Trochę nie wiadomo co z nią zrobić. Może macie jakiś pomysł. Ja jej wziąć nie mogę. Nie chodzi tylko o moje koty, ale też o sprawy osobiste, o których tu pisać nie będę.
o co chodzi? Kotka na samym początku była trudna. Bez ostrzeżenia i bez powodu potrafiła ugryźć lub drapnąć. Po tym jak wypuściłam ją z pokoju na cały dom było dużo lepiej, ale z kolei im lepiej się czuła z nami tym bardziej ganiała moje koty. To jest kochany kot, który ma swoje odpały. Moim zdaniem to jest kot wychodzący i taka powinna być. U mnie darła się pod drzwiami wyjściowymi i oknem na ogród. Ponieważ jest mega problem z wyadoptowaniem jej myślę, że tym razem fundacja złamie swoje zasady i zgodzi się na dom wychodzący. Bo nie ma alternatywy.

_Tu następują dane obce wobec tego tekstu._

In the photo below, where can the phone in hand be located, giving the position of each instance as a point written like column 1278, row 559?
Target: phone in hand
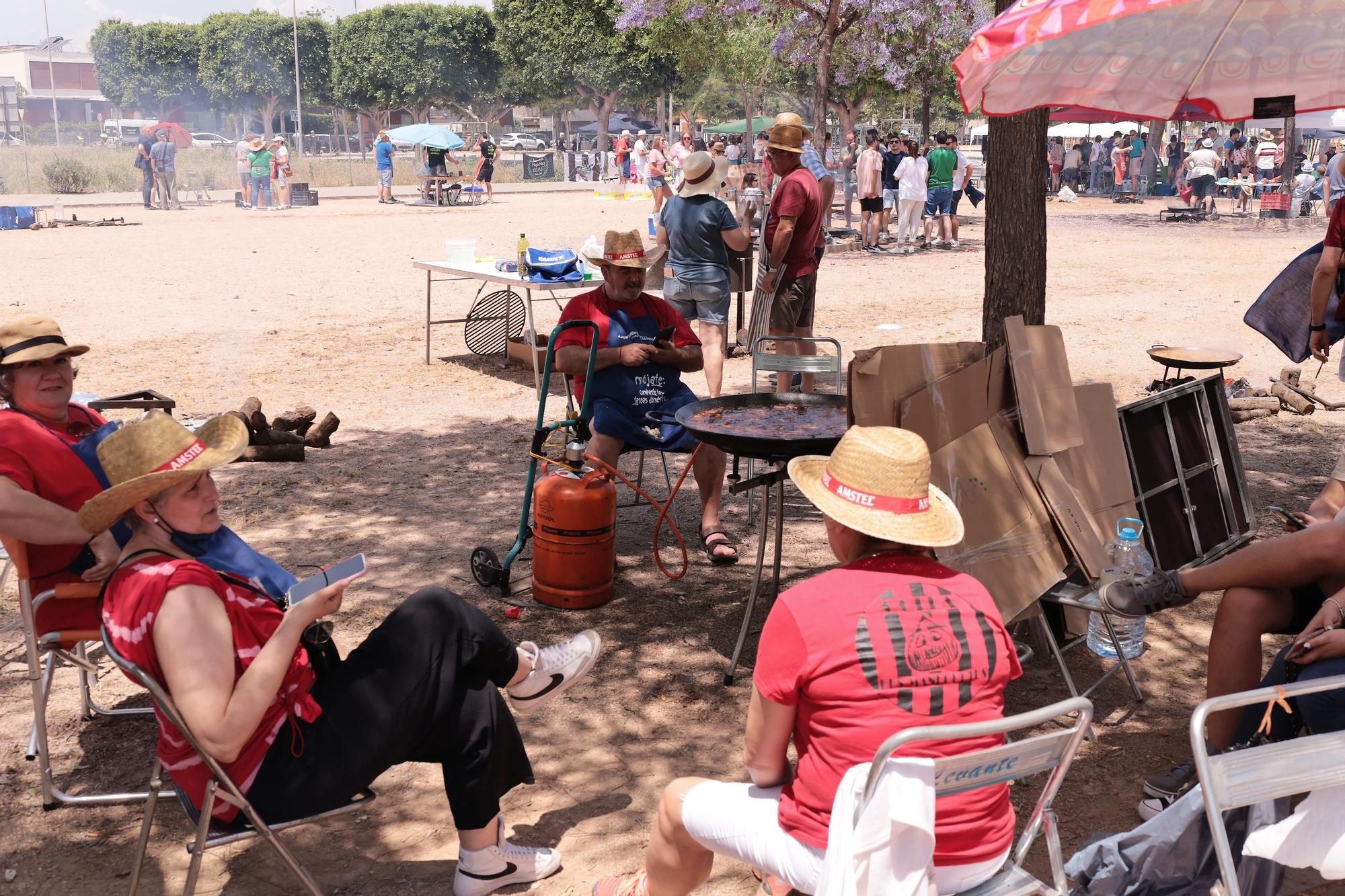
column 1288, row 518
column 349, row 568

Też mam trudną kotkę w domu i w dniach kiedy nie może wyjść (bo np. Ruda u nas była i klapka była zablokowana) jest autoagresywna.

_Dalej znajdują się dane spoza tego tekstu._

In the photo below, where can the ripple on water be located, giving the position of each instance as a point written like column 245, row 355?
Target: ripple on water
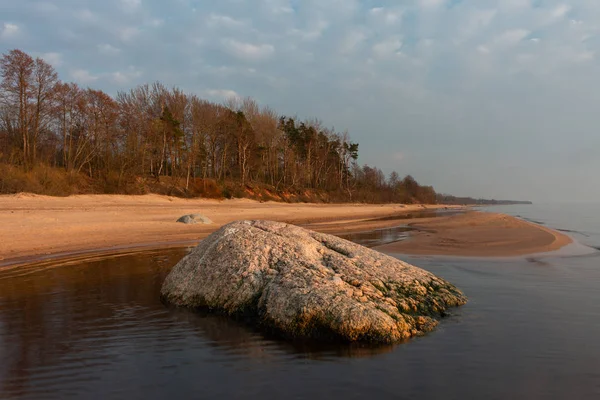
column 97, row 330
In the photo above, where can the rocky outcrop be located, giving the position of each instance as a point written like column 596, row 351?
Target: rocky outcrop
column 307, row 284
column 195, row 219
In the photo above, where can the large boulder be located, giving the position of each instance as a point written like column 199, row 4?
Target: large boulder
column 307, row 284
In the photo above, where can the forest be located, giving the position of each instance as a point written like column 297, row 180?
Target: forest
column 58, row 138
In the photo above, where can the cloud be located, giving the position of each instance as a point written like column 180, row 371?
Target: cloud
column 127, row 76
column 384, row 15
column 108, row 49
column 131, row 5
column 82, row 76
column 217, row 20
column 388, row 47
column 484, row 80
column 222, row 94
column 431, row 3
column 511, row 37
column 128, row 33
column 248, row 51
column 53, row 58
column 9, row 30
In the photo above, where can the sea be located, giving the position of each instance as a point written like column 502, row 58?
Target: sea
column 96, row 329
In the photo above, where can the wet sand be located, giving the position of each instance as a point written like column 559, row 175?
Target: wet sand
column 40, row 227
column 478, row 234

Pani u której była oddaje ją, bo się jej boi. W dodatku ma malutkie wnuczę i rozumiem strach. Miałam nadzieję, że jeśli będzie bez innych kotów i z jedną osobą to będzie ok.
To nie jest kot dla małych dzieci. Jest dominująca, więc do innych kotów też trudno... trzeba ją zrozumieć i się jej nauczyć, ale wiedzieć, że drapanie i ugryzienie jest w pakiecie.
To co pisałam w pierwszym poście było na podstawie pierwszych dni, kiedy ona była zupełnie odrętwiała i w szoku.
To co pisałam o kotach i o niej również było zaraz po wypuszczeniu jej. Z dnia na dzień było trudniej...
Jeśli macie jakiś pomysł chętnie przekażę fundacji. Może jakaś stajnia? Jakiekolwiek miejsce gdzie będzie mogła mieszkać... klatka w klinice to kiepskie miejsce
PS: tabo zablokowałam, bo tu chodzi o kota a nie słuchanie kto jest mądry a kto głupi.